This problem tests your understanding of determinant properties, especially row and column operations, and how to effectively use given algebraic conditions to simplify expressions. The key is to strategically apply operations to create zeros and common factors, which greatly simplifies the determinant calculation.

Key Concepts and Formulas

1. Properties of Determinants:
   • Row/Column Operations: The value of a determinant remains unchanged if we apply the operation $R_i \to R_i + k R_j$ (or $C_i \to C_i + k C_j$), where $R_i$ (or $C_i$) denotes the $i$-th row (or column). This is invaluable for simplifying determinants by introducing zeros.
   • Factoring Common Elements: If all elements of a row or column have a common factor, it can be taken out of the determinant.
   • Expansion of a Determinant: A $3 \times 3$ determinant can be expanded along any row or column. For an element $a_{ij}$, its cofactor is $C_{ij} = (-1)^{i+j} M_{ij}$, where $M_{ij}$ is the minor obtained by deleting the $i$-th row and $j$-th column. The determinant is the sum of the products of elements of any row/column with their corresponding cofactors.

Step-by-Step Solution

Let the given determinant be $D$. D = \left| {\matrix{ x & {a + y} & {x + a} \cr y & {b + y} & {y + b} \cr z & {c + y} & {z + c} \cr } } \right|

Step 1: Simplify the Third Column ($C_3 \to C_3 - C_1$)

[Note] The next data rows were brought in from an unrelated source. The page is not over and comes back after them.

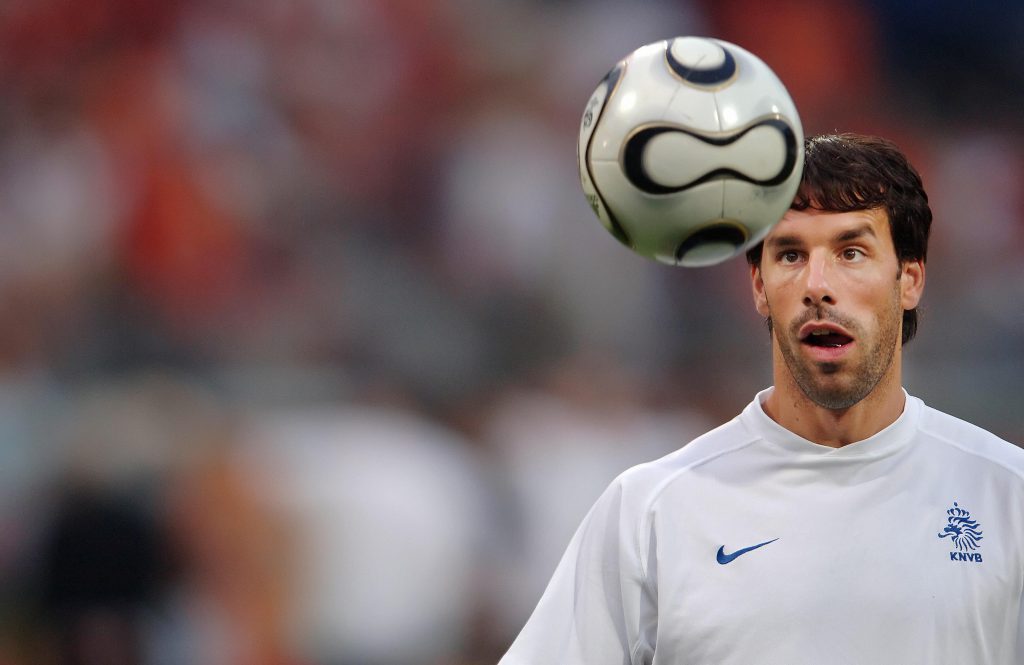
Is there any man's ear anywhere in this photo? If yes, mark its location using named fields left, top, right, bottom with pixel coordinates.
left=751, top=265, right=769, bottom=319
left=899, top=258, right=925, bottom=309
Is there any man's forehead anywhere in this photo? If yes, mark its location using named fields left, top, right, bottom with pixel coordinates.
left=765, top=208, right=889, bottom=244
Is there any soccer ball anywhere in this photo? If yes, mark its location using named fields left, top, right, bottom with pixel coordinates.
left=579, top=37, right=804, bottom=266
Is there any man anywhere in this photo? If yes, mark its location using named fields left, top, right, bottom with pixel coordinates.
left=502, top=134, right=1024, bottom=665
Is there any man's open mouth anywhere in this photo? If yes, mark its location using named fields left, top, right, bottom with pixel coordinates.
left=800, top=324, right=853, bottom=348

• Why this step? We observe that the elements in the third column ($x+a$, $y+b$, $z+c$) contain the corresponding elements of the first column ($x$, $y$, $z$). Subtracting $C_1$ from $C_3$ will eliminate $x, y, z$ from the third column, leaving behind simpler terms ($a, b, c$). This makes the determinant easier to manage.

Applying the operation $C_3 \to C_3 - C_1$: D = \left| {\matrix{ x & {a + y} & {(x+a) - x} \cr y & {b + y} & {(y+b) - y} \cr z & {c + y} & {(z+c) - z} \cr } } \right| D = \left| {\matrix{ x & {a + y} & a \cr y & {b + y} & b \cr z & {c + y} & c \cr } } \right|

Step 2: Simplify the Second Column ($C_2 \to C_2 - C_3$)

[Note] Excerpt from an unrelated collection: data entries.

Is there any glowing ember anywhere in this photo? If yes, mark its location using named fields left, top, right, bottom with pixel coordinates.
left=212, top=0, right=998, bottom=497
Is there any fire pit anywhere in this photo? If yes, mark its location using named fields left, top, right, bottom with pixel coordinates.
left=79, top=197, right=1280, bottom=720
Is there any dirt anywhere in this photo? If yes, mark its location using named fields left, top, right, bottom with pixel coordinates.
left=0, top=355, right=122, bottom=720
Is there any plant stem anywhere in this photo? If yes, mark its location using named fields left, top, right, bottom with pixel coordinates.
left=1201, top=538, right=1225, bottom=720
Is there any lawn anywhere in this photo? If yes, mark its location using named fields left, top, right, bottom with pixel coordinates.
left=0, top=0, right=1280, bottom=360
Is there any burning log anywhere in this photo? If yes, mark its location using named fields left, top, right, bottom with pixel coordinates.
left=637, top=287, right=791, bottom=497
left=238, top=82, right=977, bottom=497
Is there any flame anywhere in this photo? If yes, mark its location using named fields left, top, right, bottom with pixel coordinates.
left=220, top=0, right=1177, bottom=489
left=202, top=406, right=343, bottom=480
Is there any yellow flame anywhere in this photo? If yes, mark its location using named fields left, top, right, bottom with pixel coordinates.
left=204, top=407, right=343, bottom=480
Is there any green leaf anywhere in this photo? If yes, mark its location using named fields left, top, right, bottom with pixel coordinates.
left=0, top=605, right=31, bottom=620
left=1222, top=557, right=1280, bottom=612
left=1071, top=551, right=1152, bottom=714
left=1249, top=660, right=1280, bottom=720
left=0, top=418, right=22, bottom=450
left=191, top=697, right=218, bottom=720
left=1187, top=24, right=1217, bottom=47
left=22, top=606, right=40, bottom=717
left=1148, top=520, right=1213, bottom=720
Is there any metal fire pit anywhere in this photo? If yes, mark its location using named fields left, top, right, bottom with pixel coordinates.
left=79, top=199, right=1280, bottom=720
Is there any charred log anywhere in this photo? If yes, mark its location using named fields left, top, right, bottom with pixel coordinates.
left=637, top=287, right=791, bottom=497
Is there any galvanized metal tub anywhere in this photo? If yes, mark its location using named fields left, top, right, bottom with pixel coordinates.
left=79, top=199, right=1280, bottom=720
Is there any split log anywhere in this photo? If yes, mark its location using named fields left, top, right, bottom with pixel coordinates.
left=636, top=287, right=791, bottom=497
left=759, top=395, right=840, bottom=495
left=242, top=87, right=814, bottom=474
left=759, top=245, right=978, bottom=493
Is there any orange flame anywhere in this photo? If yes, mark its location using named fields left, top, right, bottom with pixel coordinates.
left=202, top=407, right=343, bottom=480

• Why this step? Now that the third column contains $a, b, c$, we notice that the second column elements are $a+y, b+y, c+y$. By subtracting $C_3$ from $C_2$, we can eliminate $a, b, c$ from the second column, leaving a common term '$y$' in each element. This creates a common factor, which is highly beneficial for further simplification.

Applying the operation $C_2 \to C_2 - C_3$: D = \left| {\matrix{ x & {(a+y) - a} & a \cr y & {(b+y) - b} & b \cr z & {(c+y) - c} & c \cr } } \right| D = \left| {\matrix{ x & y & a \cr y & y & b \cr z & y & c \cr } } \right|

Step 3: Create Zeros in the Second Column ($R_2 \to R_2 - R_1$, $R_3 \to R_3 - R_1$)

• Why this step? To efficiently evaluate a determinant, it's best to expand it along a row or column that contains the maximum number of zeros. Here, the second column has a common element '$y$'. By subtracting $R_1$ from $R_2$ and $R_3$, we can make the elements $a_{22}$ and $a_{32}$ zero, leaving only one non-zero element in $C_2$.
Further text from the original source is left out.